Why isn't Microsoft's answer to Siri built into Windows 8?
Windows 8 is supposed to be Microsoft's majestic OS reset—a dramatic overhaul designed to usher the Windows platform into the age of mobility. And Windows 8 is also Microsoft's bid to achieve feature parity with iOS and Android, the other two OS powerhouses in the mobile universe.
But one key feature—one hot, relevant, rock-star-caliber feature—is conspicuously absent from the Windows 8 repertoire: Intelligent, semantically aware voice control is nowhere to be found in the new OS.
iPads and iPhones have a voice dictation button built right into their virtual keyboards.

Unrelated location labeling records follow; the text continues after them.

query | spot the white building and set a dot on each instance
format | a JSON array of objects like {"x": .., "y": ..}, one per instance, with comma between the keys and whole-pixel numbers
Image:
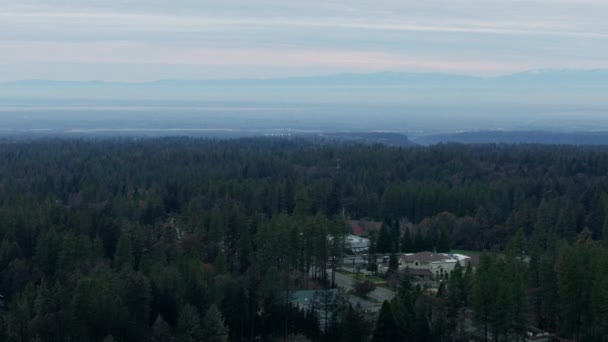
[
  {"x": 357, "y": 244},
  {"x": 430, "y": 264}
]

And Google integrated its own set of deep voice control features into the Jelly Bean version of Android that was released earlier this year. So how come voice control isn't a forward-facing, marquee feature of Windows 8?
The short answer is that voice-control technology hasn't made it to laptops or desktops in a meaningful way for either PCs or Macs, and Windows 8, at least for the short run, is much more of a computer OS than a tablet OS.
In Windows 8 (as in Windows 7 and Vista), speech recognition remains relegated to the role of an “assistive technology” designed to help disabled customers use their PCs. The Windows Voice Recognition (WVR) feature in Vista and Windows 7 allowed users to control a few minor OS behaviors with their own voices, and users could also dictate text, all with varying degrees of success.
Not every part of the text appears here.